TB Kirchen in LE

St. Gertrud’s Church

St. Gertrud’s Church

 

Die St.-Gertrud-Kirche
Catholic Church St. Gertrud
This neogothic hall church was built on historical soil. From 1343 until 1525 this was the place of the Cloister New Helfta (Neuenhelfta). In 1868 the area was purchased by the catholic vicarage, in 1869 the Benedictine nuns from Osnabrück came to revive the cloister tradition. In 1875 the nuns were forced to move on order of Bismark. There is a plack on the portal in memeory of the last prioress.

 

1907 collections were taken for the building of a new church. 3. Juni 1914 the work began but was slowed considerably thereafter, since the war had started.

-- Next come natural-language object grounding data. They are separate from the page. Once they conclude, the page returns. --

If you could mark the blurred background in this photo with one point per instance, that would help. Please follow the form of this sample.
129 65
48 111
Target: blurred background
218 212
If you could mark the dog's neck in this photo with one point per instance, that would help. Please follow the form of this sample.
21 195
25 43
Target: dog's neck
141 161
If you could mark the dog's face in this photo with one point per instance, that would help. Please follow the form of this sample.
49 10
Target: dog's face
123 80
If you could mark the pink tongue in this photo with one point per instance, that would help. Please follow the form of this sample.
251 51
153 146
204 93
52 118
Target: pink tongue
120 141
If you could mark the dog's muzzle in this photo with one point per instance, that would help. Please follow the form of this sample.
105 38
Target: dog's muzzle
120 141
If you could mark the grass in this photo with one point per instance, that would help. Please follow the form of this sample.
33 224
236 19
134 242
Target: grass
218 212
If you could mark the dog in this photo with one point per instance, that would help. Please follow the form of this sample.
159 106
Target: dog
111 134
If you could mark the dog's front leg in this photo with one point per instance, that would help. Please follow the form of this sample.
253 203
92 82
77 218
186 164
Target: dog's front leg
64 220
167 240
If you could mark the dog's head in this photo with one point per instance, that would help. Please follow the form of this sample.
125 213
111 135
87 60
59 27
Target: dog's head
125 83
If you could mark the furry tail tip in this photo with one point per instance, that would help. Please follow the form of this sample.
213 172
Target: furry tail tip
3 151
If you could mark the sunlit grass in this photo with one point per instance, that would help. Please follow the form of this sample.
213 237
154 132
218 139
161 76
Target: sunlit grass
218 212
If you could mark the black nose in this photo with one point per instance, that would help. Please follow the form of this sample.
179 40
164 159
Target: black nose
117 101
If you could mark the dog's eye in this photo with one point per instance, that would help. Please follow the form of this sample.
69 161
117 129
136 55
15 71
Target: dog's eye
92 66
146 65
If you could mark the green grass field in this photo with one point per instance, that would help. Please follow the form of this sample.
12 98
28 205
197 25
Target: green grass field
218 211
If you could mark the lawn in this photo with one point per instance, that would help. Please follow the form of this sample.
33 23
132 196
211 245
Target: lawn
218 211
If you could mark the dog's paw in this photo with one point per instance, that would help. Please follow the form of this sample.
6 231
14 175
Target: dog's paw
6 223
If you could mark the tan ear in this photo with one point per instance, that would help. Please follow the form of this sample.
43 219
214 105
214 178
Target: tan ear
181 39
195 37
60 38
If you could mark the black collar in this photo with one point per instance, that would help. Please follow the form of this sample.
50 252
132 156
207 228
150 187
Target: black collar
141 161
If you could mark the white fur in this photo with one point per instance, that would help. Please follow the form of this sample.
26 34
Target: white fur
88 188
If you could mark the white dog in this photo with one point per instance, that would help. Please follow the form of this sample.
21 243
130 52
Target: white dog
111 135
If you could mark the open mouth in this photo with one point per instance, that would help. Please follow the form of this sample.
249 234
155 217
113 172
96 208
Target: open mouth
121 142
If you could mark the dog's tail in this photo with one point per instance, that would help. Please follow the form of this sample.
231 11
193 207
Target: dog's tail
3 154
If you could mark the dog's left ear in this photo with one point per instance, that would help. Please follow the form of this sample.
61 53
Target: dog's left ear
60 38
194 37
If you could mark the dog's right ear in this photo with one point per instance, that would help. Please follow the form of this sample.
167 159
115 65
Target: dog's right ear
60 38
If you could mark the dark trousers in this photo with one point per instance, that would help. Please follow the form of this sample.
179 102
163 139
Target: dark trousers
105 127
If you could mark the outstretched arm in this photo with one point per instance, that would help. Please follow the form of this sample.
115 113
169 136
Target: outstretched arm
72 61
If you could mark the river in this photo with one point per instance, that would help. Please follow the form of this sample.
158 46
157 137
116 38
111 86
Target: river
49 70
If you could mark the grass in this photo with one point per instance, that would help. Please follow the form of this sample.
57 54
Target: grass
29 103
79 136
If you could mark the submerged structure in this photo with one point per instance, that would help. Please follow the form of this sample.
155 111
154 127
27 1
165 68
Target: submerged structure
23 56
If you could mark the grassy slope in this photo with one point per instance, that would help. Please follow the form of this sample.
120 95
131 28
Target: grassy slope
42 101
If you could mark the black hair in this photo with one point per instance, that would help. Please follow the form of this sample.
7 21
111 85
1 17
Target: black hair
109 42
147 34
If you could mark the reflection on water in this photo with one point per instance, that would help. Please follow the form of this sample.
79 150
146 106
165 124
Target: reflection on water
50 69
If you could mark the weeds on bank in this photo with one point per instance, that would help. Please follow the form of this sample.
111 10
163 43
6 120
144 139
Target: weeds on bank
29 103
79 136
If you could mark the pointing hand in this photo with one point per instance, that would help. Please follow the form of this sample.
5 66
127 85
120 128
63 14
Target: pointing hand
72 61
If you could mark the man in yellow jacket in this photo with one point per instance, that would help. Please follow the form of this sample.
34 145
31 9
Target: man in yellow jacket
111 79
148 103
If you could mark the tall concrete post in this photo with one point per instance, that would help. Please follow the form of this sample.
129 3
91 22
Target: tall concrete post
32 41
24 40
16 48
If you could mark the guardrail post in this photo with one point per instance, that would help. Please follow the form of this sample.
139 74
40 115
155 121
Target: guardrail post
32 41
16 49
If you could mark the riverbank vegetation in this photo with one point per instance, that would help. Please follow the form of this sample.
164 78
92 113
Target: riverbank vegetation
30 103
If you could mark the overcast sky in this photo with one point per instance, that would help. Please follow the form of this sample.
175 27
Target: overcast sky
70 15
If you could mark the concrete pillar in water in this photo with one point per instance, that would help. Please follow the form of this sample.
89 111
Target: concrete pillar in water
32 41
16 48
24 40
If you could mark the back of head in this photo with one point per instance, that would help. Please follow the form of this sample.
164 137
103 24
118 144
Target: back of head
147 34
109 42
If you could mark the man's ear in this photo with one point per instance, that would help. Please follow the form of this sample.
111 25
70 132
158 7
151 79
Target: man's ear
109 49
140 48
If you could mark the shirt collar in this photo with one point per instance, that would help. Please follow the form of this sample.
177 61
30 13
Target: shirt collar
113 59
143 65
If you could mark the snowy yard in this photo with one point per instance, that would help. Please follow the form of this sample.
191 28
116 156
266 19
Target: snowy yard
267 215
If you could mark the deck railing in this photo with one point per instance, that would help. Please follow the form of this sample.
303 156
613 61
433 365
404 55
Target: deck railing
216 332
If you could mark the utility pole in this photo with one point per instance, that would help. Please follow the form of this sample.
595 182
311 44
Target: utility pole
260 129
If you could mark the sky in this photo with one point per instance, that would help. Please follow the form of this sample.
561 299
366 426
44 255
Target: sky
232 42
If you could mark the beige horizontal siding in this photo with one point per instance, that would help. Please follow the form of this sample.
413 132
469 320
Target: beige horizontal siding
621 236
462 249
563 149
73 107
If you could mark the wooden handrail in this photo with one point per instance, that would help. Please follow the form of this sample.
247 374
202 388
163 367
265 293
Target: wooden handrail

In September 1915 the pastor moved into the rectory and the church was dedicated in November 1916.

 

Many years past before the interior of the church was finished and decorated. 1928 the organ was dedicated,, in 1931 a catholic congregation from Gelsenkirchen-Rothausen presented the church with three new church bells, which were named: Gertrud, Mechthild and Bruno. A small fourth bell finished the ensemble in 1952. The bells from the church, which were used until 1931 were send to Massen, Westphalia. The original Gertrud altar was taken out and moved to the place where the holy Gertrud, one of the most significant German mystics and nun (1256 – 1302) worked and lived, in the former Cloister of Mary in Helfta, on the edge of Eisleben. A new altar was dedicated in 1994 in St. Gertrud’s Church. Suspended behind the altar is a copper cross by Werner Nickel (Niemburg). 1994 the bishop Leopold Nowak of Magdeburg gave a baroque image of the holy Gertrud to the church, which he had received from the Archbishop Degenhardt of Paderborn, when the diocese was founded.